Of course, I don’t know, but I was 17 when he died, so I did know him, but only in English.
He was born in 1872, and was in his 20s when he came to North Dakota.  Before ND he had spent some time as a lumberjack in New Hampshire, and at Thetford Mines QC.  His brother came to Dakota about 6 years before he did.
I’m sure he didn’t lose his language, but I’m guessing he put the French in the background, and it was more a matter of translating his 1925 memories of French, into more or less understandable Quebec French.  As you know, dialect creeps into language.  I’m always amused by the captioning of cajun English!

The Conversation continued, Nov. 21:


from Remi:  The term ‘Franco Americain’ was first used by the Canadien elite in New England in 1901 as an inclusive term to unite Canadiens and Acadians in the U.S. Simple Canadiens never used this term. David Vermette wrote he  never heard this term in his youth. See his article ‘Where did the term Franco American come from’. Since there were no Acadians in the Mid West there was no need for this term.  ‘Franco American’  came into general use when people no longer spoke French. Before that they were always ‘Canadien’.

Around 1700 the descendants of the French colonists in the St. Lawrence Valley began calling themselves Canadien, meaning French people who live in America. In 1760 when English American colonists invaded Canada many Canadiens shared their hatred of the British and some joined them in their revolutionary fight south of the border. The term French Canadian was a racist term coined by Lord Durham when he came to Canada in 1839 to make a report on the Patriotes and all of the people of Lower Canada who had failed in their attempt to create a French speaking republic in America. He called them “a people with no literature and no history” who must be assimilated.

Canadiens immigrants to the U.S. were unique because they thought of themselves as American before they came. “The French Canadian is as American as someone born in Boston” said civil war hero Edmond Mallet.
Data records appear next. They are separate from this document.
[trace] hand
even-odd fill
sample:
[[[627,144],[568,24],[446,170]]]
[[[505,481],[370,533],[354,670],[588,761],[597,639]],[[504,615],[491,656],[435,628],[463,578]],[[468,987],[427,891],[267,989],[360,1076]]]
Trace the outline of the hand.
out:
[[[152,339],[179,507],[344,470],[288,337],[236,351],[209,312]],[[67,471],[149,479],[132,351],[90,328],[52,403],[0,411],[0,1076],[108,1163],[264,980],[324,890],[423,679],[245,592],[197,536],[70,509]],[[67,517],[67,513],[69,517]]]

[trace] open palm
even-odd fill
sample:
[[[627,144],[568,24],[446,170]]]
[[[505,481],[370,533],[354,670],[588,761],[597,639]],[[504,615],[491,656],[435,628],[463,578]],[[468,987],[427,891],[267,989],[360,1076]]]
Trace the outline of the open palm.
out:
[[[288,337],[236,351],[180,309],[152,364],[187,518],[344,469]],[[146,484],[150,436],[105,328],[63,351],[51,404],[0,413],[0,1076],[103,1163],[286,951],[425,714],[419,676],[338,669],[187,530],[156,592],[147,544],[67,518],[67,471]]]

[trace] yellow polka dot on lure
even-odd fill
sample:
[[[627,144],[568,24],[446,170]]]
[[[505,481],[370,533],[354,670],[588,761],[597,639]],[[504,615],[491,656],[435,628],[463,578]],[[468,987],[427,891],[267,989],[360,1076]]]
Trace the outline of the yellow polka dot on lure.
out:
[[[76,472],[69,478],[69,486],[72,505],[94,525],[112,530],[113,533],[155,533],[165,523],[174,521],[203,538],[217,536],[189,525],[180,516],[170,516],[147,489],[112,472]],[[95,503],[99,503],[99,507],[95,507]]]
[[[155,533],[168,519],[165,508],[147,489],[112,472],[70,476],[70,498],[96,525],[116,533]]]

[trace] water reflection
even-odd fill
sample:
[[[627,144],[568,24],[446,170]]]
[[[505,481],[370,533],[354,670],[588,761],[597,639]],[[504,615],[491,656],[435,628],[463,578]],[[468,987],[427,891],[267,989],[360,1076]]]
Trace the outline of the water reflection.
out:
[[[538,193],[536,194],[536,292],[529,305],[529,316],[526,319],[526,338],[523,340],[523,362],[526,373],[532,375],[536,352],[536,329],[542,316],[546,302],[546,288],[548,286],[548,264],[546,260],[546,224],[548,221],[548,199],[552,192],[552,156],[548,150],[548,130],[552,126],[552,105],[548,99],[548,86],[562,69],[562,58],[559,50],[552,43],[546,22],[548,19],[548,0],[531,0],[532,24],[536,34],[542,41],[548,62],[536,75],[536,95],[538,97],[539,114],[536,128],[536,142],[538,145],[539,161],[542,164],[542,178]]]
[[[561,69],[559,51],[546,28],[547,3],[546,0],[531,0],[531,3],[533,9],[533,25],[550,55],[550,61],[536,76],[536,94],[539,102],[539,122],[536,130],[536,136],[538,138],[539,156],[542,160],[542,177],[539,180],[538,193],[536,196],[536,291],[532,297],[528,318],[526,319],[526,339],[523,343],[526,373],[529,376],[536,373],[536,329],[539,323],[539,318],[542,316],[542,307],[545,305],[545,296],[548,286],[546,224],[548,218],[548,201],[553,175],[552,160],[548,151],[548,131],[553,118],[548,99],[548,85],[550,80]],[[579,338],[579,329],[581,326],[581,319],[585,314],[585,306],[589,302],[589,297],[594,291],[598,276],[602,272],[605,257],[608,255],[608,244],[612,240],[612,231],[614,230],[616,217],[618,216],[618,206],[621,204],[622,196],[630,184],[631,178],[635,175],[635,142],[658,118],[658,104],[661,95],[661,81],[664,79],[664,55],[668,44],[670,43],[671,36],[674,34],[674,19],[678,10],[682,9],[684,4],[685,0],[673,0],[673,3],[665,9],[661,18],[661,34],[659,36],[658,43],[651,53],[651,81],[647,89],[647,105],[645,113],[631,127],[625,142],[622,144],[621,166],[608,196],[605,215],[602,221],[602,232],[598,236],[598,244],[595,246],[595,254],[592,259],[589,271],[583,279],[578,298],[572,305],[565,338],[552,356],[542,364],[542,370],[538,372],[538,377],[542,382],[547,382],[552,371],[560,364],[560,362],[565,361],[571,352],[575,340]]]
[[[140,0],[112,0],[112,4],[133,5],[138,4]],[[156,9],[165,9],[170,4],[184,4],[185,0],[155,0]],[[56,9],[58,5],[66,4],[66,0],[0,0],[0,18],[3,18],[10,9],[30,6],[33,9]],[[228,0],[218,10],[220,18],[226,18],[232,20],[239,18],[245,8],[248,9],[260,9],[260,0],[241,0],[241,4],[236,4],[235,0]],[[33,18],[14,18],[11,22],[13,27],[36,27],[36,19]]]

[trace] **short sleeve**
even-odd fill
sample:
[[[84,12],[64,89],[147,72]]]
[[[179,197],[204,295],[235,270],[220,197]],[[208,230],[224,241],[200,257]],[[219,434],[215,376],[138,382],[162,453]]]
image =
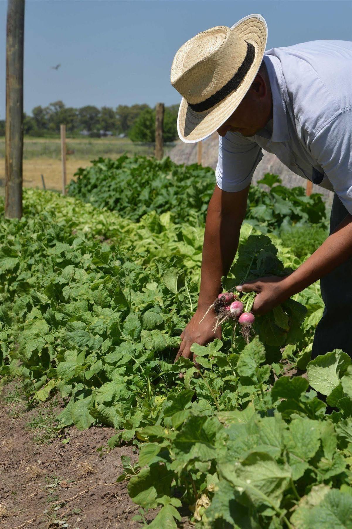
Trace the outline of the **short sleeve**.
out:
[[[242,191],[251,183],[262,159],[261,147],[239,133],[219,136],[219,154],[215,170],[216,184],[223,191]]]
[[[314,138],[310,150],[352,215],[352,109],[326,125]]]

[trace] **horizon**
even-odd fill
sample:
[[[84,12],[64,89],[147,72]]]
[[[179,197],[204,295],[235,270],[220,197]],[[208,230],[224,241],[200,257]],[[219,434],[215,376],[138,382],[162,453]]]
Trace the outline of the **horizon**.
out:
[[[6,12],[2,0],[4,50]],[[231,26],[255,13],[268,25],[267,50],[322,37],[349,40],[352,34],[350,0],[218,0],[216,9],[211,0],[26,0],[24,112],[31,115],[34,107],[58,101],[77,108],[179,104],[169,78],[179,48],[201,31]],[[4,72],[5,63],[3,53]],[[5,113],[3,77],[0,119]]]

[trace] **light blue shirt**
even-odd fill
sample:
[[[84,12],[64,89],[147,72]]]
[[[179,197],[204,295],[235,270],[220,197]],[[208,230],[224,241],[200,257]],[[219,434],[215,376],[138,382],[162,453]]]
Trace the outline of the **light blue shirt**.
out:
[[[352,214],[352,42],[273,48],[264,60],[272,120],[251,138],[219,136],[217,185],[230,192],[246,187],[263,149],[297,175],[335,191]]]

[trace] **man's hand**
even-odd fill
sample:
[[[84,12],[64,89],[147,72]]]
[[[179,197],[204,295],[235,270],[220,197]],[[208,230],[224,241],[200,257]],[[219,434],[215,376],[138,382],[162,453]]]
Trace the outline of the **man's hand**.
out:
[[[216,317],[213,310],[210,310],[202,323],[200,323],[206,312],[206,309],[197,309],[193,315],[192,320],[181,334],[182,342],[175,359],[175,362],[177,362],[181,356],[185,358],[189,358],[192,356],[193,353],[191,352],[191,348],[193,343],[198,343],[199,345],[206,345],[215,338],[221,338],[221,327],[218,327],[215,333],[213,331]],[[196,361],[195,362],[195,364],[196,367],[198,367]],[[182,378],[182,373],[180,373],[179,376],[180,378]]]
[[[265,314],[290,297],[287,279],[287,277],[262,277],[236,288],[238,292],[256,292],[252,312],[254,314]]]

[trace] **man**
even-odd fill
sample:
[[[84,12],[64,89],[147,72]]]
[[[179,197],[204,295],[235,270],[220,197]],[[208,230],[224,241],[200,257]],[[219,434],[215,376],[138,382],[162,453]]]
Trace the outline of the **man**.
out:
[[[318,279],[325,309],[312,357],[340,348],[352,355],[352,43],[321,40],[264,53],[267,27],[250,15],[230,29],[196,35],[176,53],[171,82],[183,96],[177,127],[183,141],[217,130],[216,185],[208,207],[198,307],[181,335],[180,355],[193,343],[220,338],[212,311],[230,269],[261,149],[297,175],[334,191],[330,235],[285,278],[239,285],[258,293],[264,314]]]

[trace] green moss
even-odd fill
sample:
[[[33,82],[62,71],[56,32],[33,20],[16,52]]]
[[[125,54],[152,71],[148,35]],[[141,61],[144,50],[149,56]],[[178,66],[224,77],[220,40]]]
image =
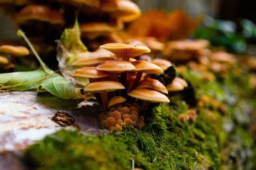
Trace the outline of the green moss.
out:
[[[25,159],[43,170],[128,170],[133,159],[136,167],[146,170],[255,167],[255,143],[246,117],[251,110],[246,108],[255,105],[256,99],[247,87],[236,83],[246,82],[246,76],[206,83],[193,71],[183,76],[196,98],[207,95],[218,99],[227,107],[226,114],[206,105],[196,108],[195,122],[182,122],[178,117],[191,106],[175,94],[169,105],[149,106],[141,130],[130,128],[96,136],[61,130],[29,147]]]

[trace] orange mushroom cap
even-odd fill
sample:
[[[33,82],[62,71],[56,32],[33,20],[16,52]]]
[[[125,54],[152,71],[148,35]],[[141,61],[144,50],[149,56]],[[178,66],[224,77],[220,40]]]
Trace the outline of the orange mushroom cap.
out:
[[[112,73],[122,73],[135,69],[131,62],[124,60],[108,60],[99,65],[97,69]]]
[[[140,82],[136,88],[150,88],[166,94],[168,94],[168,91],[164,85],[155,79],[143,79]]]
[[[26,23],[31,20],[47,22],[52,24],[63,24],[65,22],[61,14],[47,6],[29,5],[14,16],[19,23]]]
[[[122,43],[109,43],[101,45],[100,48],[105,49],[117,56],[129,56],[134,57],[150,52],[150,49],[143,45],[134,45]]]
[[[140,88],[135,89],[128,94],[128,95],[142,100],[152,103],[169,102],[170,100],[164,94],[155,91]]]
[[[120,83],[111,81],[93,82],[88,84],[84,88],[85,91],[94,93],[108,93],[116,90],[124,89],[125,87]]]
[[[136,68],[131,71],[142,71],[147,74],[153,74],[163,71],[163,69],[157,65],[146,61],[135,61],[131,62],[131,63]]]
[[[96,67],[84,67],[76,70],[71,74],[72,76],[94,79],[105,77],[109,75],[107,72],[98,70]]]
[[[76,61],[72,64],[72,65],[81,67],[96,67],[104,61],[116,60],[116,57],[98,57],[93,59],[81,59]]]
[[[29,55],[29,51],[28,48],[22,46],[3,45],[0,46],[0,53],[23,57]]]

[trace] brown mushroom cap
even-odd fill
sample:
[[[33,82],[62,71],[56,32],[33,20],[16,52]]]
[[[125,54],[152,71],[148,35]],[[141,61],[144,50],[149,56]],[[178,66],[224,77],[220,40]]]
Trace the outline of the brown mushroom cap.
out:
[[[143,45],[130,45],[122,43],[109,43],[101,45],[100,48],[105,49],[117,56],[129,56],[134,57],[150,52],[150,49]]]
[[[209,45],[209,41],[206,40],[185,40],[167,42],[166,48],[178,50],[196,51],[206,48]]]
[[[160,73],[163,71],[154,64],[145,61],[135,61],[131,62],[136,68],[131,71],[142,71],[147,74]]]
[[[180,82],[173,81],[172,83],[166,87],[169,92],[182,91],[184,90],[184,86]]]
[[[29,54],[28,48],[22,46],[3,45],[0,46],[0,53],[13,55],[16,57],[23,57]]]
[[[99,65],[97,69],[112,73],[122,73],[130,71],[135,67],[130,62],[124,60],[108,60]]]
[[[140,82],[136,88],[150,88],[166,94],[168,94],[168,91],[164,85],[155,79],[143,79]]]
[[[72,64],[72,65],[80,67],[96,67],[104,61],[116,59],[116,58],[113,57],[94,58],[93,59],[81,59],[76,61]]]
[[[136,79],[136,76],[131,76],[127,79],[127,81],[126,81],[126,90],[127,90],[127,91],[130,91]],[[141,77],[140,81],[141,81],[143,79],[143,78]]]
[[[140,7],[129,0],[104,0],[101,6],[102,11],[110,13],[112,17],[118,17],[125,22],[134,20],[141,15]]]
[[[152,60],[151,62],[159,66],[163,70],[165,70],[172,66],[172,62],[165,59],[155,59]]]
[[[109,75],[107,71],[98,70],[96,67],[84,67],[76,70],[71,74],[72,76],[94,79],[105,77]]]
[[[5,57],[0,56],[0,64],[6,64],[9,62],[8,59]]]
[[[114,97],[109,100],[109,102],[108,102],[108,108],[110,108],[119,103],[122,103],[126,101],[126,99],[121,96]]]
[[[100,6],[100,0],[59,0],[59,1],[67,2],[76,6],[85,5],[94,8],[99,8]]]
[[[24,23],[29,20],[39,20],[52,24],[63,24],[63,16],[54,9],[38,5],[29,5],[23,8],[14,16],[14,19],[19,23]]]
[[[125,87],[120,83],[111,81],[102,82],[94,82],[88,84],[84,88],[85,91],[94,93],[108,93],[116,90],[124,89]]]
[[[164,94],[157,91],[148,90],[145,88],[134,90],[129,93],[128,95],[153,103],[170,102],[170,100]]]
George Kenngott, who edited a book on Lowell Mass. wrote  “The French Canadians objected to being called ‘foreigners, and counted themselves as Americans”. The American politician Henry Cabot Lodge, in a speech on immigration said “the French of Canada are one of the oldest settlements on this continent. They have been in a broad sense, Americans for generations, and their coming to the United States is merely a movement across an imaginary line from one part of America to another.”

I have spoken to Acadians in the Maritime provinces, the Magdalen Islands and Cajuns in Louisiana. They all speak with an identical accent and in an identical manner.

In the broad sense of the term Franco American includes not just US Americans but everyone in Canada also, since they are
Americans too.

from Dick: This is all very interesting to me.

My Dad was 100% French descended from people from Lower Canada in the rural area to the south of Quebec City.  He had a Master’s degree and was well read, but we never lived anywhere with any French-Canadian population.
He never had anything to say about this until I started to explore my roots at age 40, and thence went all in, with Chez Nous, and he and I traveled to Quebec in 1982, specifically St. Henri Bellechasse (Levis) plus Montreal and Quebec City (staying in dormitories at McGill and Laval).
I’m sure it was not easy out on the prairie for the migrant Canadiens.  I vividly remember a sentence in a pioneer memory from Walsh County (Grafton area) in the old days.  The writer was F-C, and said her mother admonished the kids to “never trust an Indian or a Norwegian”.  I’m pretty sure this kind of suspicion and distrust crossed ethnic boundaries for others as well, especially considering language and religion differences.